Post-perovskite (pPv) is a high-pressure phase of magnesium silicate (MgSiO3). It is a high-pressure phase of several minerals, including magnesium silicate. It is composed of the prime oxide constituents of the Earth’s rocky mantle (MgO and SiO2), and its pressure and temperature for stability imply that it is likely to occur in portions of the lowermost few hundred km of Earth’s mantle.
History
The CaIrO3-type phase of MgSiO3 phase was discovered in 2004 using the laser-heated diamond anvil cell (LHDAC) technique by a group at the Tokyo Institute of Technology and, independently, by researchers from the Swiss Federal Institute of Technology (ETH Zurich) and Japan Agency for Marine-Earth Science and Technology who used a combination of quantum-mechanical simulations and LHDAC experiments.
Fig: Comparing the silicate perovskite and post-peroskite structures
Properties
Post-perovskite has the same crystal structure as the synthetic solid compound CaIrO3, and is often referred to as the “CaIrO3-type phase of MgSiO3” in the literature. The crystal system of post-perovskite is orthorhombic, its space group is Cmcm, and its structure is a stacked SiO6-octahedral sheet along the b axis. The name “post-perovskite” derives from silicate perovskite, the stable phase of MgSiO3 throughout most of Earth’s mantle, which has the perovskite structure. At upper mantle pressures, nearest Earth’s surface, MgSiO3 persists as the silicate mineral enstatite, a pyroxene rock-forming mineral found in igneous and metamorphic rocks of the crust.

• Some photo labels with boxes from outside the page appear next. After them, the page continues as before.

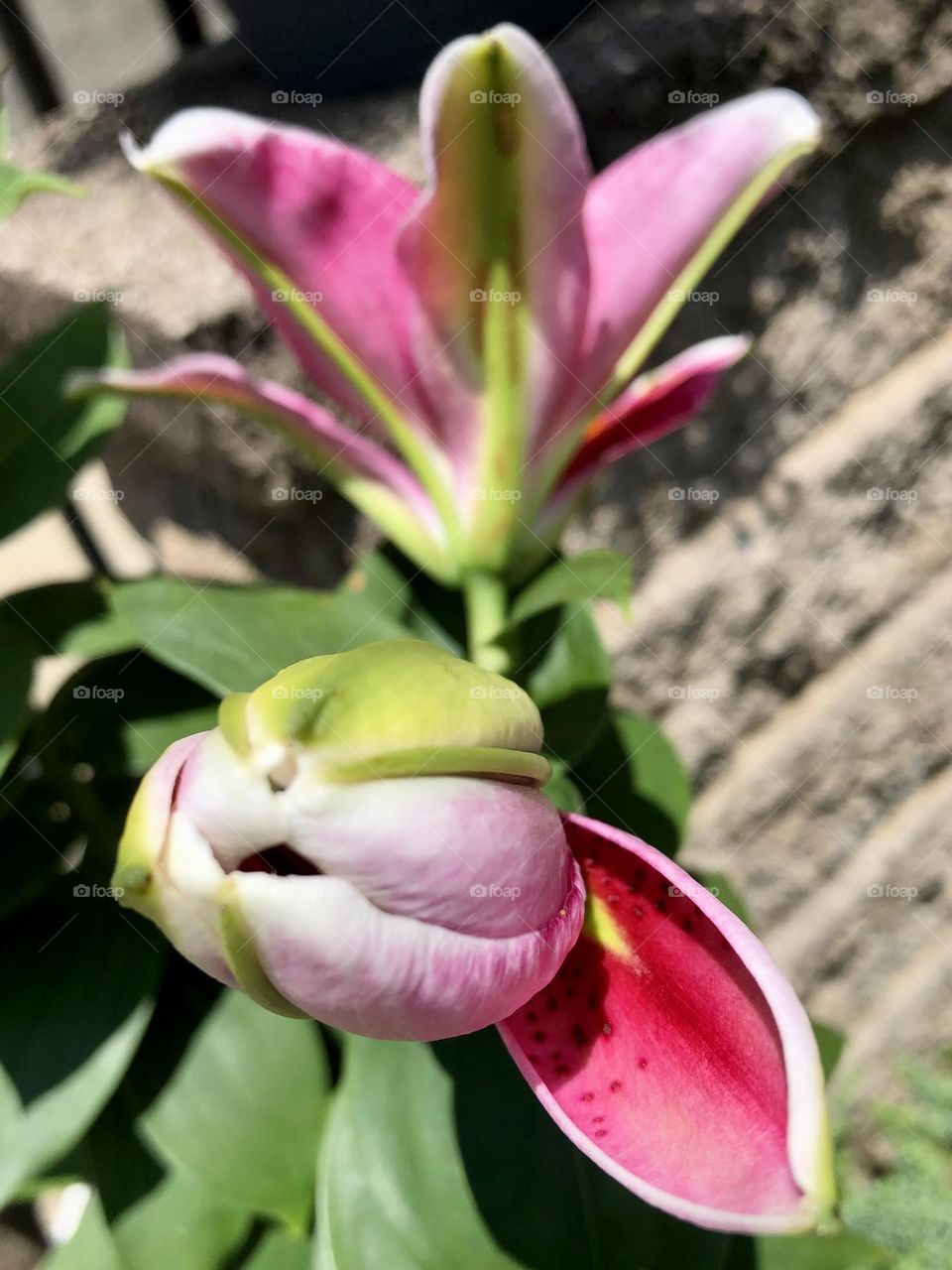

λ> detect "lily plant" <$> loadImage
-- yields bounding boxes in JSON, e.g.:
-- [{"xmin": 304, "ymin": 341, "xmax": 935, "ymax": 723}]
[
  {"xmin": 75, "ymin": 26, "xmax": 819, "ymax": 650},
  {"xmin": 113, "ymin": 640, "xmax": 833, "ymax": 1234}
]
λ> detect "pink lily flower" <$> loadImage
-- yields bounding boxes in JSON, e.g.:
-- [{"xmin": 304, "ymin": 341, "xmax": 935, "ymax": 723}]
[
  {"xmin": 113, "ymin": 640, "xmax": 833, "ymax": 1233},
  {"xmin": 76, "ymin": 26, "xmax": 817, "ymax": 584}
]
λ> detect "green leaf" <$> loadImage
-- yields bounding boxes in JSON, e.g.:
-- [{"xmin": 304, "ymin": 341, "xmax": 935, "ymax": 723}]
[
  {"xmin": 526, "ymin": 603, "xmax": 612, "ymax": 765},
  {"xmin": 0, "ymin": 581, "xmax": 133, "ymax": 775},
  {"xmin": 112, "ymin": 577, "xmax": 407, "ymax": 696},
  {"xmin": 574, "ymin": 710, "xmax": 690, "ymax": 854},
  {"xmin": 114, "ymin": 1174, "xmax": 250, "ymax": 1270},
  {"xmin": 434, "ymin": 1030, "xmax": 727, "ymax": 1270},
  {"xmin": 0, "ymin": 883, "xmax": 160, "ymax": 1203},
  {"xmin": 756, "ymin": 1230, "xmax": 884, "ymax": 1270},
  {"xmin": 244, "ymin": 1230, "xmax": 311, "ymax": 1270},
  {"xmin": 0, "ymin": 304, "xmax": 126, "ymax": 537},
  {"xmin": 0, "ymin": 109, "xmax": 82, "ymax": 219},
  {"xmin": 314, "ymin": 1036, "xmax": 517, "ymax": 1270},
  {"xmin": 509, "ymin": 548, "xmax": 632, "ymax": 626},
  {"xmin": 141, "ymin": 992, "xmax": 329, "ymax": 1230}
]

The sheet structure of post-perovskite makes the compressibility of the b axis higher than that of the a or c axis. This anisotropy may yield the morphology of a platy crystal habit parallel to the (010) plane; the seismic anisotropy observed in the D” region might qualitatively (but not quantitatively) be explained by this characteristic. Theory predicted the (110) slip associated with particularly favorable stacking faults and confirmed by later experiments.